Professor Lehto has authored over 230 peer-reviewed publications. His work has been cited more than 8 000 times, with an H-index of 49 (Web of Science).
Dr. Kristiina Kaldas (ORCID ID: 0000-0002-8697-0627) is the head of the Industrial Chemistry Laboratory. She defended her PhD on the topic of the oxidation of oil shale, with the goal of producing dicarboxylic acids. Her background is in chemistry, mainly organic chemistry and synthesis. She has been responsible for the development and sustainability of the laboratory, the focus of which has been on solving chemical and chemical engineering problems for industrial companies. The work of Dr. Kaldas has been leading the paradigm shift in the use of oil shale – its direct conversion into valuable chemicals. At the same time, valorization methods for the produced residues and by-products are being developed to enhance sustainability and adhere to circular economy principles. Dr. Kaldas is the principal investigator of two out of four of her ongoing projects and is currently supervising three PhD students.

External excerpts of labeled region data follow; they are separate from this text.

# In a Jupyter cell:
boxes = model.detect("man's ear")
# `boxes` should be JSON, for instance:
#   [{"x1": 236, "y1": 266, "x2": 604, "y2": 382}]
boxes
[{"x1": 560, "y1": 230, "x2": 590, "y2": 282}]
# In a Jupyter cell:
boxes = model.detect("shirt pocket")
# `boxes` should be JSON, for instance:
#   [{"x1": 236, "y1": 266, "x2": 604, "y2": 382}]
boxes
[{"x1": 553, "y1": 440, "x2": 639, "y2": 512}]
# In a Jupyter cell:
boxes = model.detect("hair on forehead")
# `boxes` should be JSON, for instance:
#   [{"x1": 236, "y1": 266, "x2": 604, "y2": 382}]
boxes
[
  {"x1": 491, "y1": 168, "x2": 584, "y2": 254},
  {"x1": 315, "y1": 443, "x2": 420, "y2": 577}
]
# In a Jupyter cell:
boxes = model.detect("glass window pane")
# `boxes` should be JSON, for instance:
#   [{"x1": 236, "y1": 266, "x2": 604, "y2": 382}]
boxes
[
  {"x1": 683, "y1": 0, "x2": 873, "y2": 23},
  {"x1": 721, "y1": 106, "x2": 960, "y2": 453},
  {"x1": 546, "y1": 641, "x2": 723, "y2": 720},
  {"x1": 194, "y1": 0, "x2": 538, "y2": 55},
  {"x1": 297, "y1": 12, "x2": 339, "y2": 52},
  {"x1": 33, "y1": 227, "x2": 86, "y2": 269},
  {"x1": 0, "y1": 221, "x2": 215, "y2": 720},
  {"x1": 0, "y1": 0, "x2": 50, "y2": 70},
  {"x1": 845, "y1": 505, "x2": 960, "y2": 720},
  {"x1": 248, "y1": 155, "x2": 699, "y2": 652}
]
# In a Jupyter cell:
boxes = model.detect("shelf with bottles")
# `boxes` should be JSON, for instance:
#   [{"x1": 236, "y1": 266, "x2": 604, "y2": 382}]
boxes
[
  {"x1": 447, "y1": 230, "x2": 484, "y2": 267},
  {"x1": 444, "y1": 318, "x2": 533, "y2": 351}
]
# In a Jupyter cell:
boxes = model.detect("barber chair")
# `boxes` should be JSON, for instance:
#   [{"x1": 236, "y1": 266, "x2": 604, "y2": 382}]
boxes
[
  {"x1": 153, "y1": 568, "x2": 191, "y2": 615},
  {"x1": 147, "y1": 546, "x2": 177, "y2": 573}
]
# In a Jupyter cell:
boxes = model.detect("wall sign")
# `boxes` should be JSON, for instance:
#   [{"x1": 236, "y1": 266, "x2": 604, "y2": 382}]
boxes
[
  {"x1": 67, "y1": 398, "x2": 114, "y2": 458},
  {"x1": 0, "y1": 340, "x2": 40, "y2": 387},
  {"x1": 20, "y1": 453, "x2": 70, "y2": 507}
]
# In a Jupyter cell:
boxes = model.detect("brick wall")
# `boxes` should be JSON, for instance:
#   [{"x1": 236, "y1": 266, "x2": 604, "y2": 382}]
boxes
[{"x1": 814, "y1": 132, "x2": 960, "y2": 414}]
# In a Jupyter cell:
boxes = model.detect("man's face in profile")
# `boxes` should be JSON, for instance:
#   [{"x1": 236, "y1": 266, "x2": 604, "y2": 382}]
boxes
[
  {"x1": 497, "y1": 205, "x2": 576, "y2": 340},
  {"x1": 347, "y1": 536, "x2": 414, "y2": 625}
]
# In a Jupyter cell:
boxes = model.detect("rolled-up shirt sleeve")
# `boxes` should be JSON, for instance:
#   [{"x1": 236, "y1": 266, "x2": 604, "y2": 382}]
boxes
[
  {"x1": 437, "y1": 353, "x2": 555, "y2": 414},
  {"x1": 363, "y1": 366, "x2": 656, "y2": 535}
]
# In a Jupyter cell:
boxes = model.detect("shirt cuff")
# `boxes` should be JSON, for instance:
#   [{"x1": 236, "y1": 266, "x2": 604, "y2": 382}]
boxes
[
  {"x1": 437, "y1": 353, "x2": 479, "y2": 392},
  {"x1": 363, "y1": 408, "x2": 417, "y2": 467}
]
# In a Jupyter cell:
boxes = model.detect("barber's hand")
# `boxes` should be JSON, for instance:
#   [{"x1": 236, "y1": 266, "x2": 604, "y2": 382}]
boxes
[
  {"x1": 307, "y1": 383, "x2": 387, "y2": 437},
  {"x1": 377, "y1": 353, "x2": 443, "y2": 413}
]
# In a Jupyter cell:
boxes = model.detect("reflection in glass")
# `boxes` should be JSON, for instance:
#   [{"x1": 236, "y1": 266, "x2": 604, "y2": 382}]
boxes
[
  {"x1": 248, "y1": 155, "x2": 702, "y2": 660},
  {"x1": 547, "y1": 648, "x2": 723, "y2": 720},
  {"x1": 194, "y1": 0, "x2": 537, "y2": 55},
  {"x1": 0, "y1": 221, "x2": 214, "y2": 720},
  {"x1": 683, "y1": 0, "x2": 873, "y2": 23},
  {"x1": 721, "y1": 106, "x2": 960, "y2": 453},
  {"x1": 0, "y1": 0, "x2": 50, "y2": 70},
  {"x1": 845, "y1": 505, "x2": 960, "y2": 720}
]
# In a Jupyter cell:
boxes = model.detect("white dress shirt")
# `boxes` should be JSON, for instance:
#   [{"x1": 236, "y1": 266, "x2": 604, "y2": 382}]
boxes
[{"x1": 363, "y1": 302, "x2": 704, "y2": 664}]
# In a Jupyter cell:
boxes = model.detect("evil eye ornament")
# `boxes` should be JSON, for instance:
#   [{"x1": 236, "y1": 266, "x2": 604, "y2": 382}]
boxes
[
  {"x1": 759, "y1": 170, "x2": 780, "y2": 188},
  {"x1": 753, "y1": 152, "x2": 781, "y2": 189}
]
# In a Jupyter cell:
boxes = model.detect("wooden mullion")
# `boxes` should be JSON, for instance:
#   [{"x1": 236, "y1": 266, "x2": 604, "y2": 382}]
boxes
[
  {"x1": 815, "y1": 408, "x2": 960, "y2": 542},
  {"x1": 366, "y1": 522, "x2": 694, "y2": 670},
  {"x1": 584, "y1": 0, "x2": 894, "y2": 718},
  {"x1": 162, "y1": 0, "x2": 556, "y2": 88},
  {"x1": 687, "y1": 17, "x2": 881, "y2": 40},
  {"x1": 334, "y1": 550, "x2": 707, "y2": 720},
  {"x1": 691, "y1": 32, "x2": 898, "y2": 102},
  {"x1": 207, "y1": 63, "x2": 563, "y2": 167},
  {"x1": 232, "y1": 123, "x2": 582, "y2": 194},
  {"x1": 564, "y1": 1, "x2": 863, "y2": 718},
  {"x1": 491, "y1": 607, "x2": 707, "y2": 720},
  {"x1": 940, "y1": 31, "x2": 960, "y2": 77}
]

A successful candidate is expected to have a background in chemistry – experience in organic synthesis and material science are prerequisites, with knowledge about natural resources and raw materials being crucial as well. Additionally, experience in analytical chemistry (the use of different methods) is needed to be able to investigate the structure and properties of the materials obtained. The candidate must have at least 4 years of experience working in a research laboratory dealing with similar topics. Beneficial features include willingness to learn, independence, good teamwork skills, curiosity and high analytical abilities.